A colour echo is a colour in one plant repeated in a nearby plant.

When new to gardening, many of us begin by acquiring perennial plants from our mother’s garden, a friend or neighbour, a horticultural society or garden club plant exchange or a nursery. Generally, these plants will be hardy and survive tough prairie winters.

Our initial object may be simply to fill the available space within a bed or border. While we will probably pay attention to a perennial’s height, we may not initially be as aware of its season of bloom or precise colour.

At first, we get to know our plants – their growth habit, where they thrive (or not) and other characteristics. But few of us decide on a colour scheme when staring out. However, sooner or later, we begin to pay attention to colour.
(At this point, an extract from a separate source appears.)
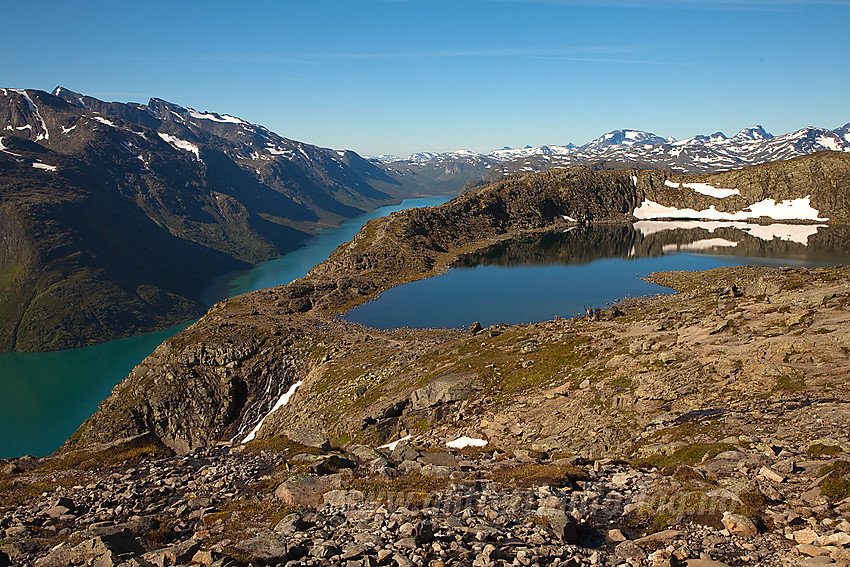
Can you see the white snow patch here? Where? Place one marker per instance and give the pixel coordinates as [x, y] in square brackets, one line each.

We may decide on an overall colour scheme for one portion of a border or a bed, then add plants with only those colours that harmonize with it. One approach to introducing a colour scheme is to use a colour echo.

So, what is a colour echo? Broadly speaking, it’s a colour in one plant repeated in a nearby plant. The idea of colour echoes was popularized by Pamela Harper, an American garden writer, who wrote Colour Echoes in 1994. “Too much sameness is boring, too much diversity bewildering, and colour echoes…although united by similarities, also involve contrast… in colour, form or texture.”  They are a means of creating unity, serenity, interest and charm within a garden.
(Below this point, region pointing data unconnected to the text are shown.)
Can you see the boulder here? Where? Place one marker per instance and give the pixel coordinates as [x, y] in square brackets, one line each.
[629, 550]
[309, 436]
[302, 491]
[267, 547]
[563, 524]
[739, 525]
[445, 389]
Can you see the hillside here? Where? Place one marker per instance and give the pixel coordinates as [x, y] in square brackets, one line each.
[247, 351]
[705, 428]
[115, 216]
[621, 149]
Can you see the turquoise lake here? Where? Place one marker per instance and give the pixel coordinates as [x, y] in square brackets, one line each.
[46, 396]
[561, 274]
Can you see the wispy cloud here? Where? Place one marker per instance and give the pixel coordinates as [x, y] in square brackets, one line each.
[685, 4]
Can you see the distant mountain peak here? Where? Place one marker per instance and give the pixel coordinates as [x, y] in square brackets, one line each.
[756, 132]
In practice, the echo can consist of two tones (a colour to which black or white has been added) of the same colour. One of the colours in a bi-colour or multi-coloured flower or leaf may be repeated in adjacent foliage or flowers. Often, the colour of two adjacent plants is the same, but the form or texture of their flower or foliage is very different. The colour of foliage is as important flower colour, but we seldom give it the same attention. Colour echoes can be used in multi-coloured (polychromatic) borders without major changes to the existing plants. These possibilities increase considerably in a mixed border that includes annuals, biennials, vines and shrubs as well as perennials.

Occasionally, we may see a perennial quite a distance away that would be a perfect colour echo for another and move it closer. As Helen Dillon, an Irish garden writer, wrote, “If you come to colour late in your gardening life, you will do a lot of transplanting…”

Some examples of colour echoes:

The dark purple falls of a two-toned bearded iris echo the colour of a purple clustered bellflower.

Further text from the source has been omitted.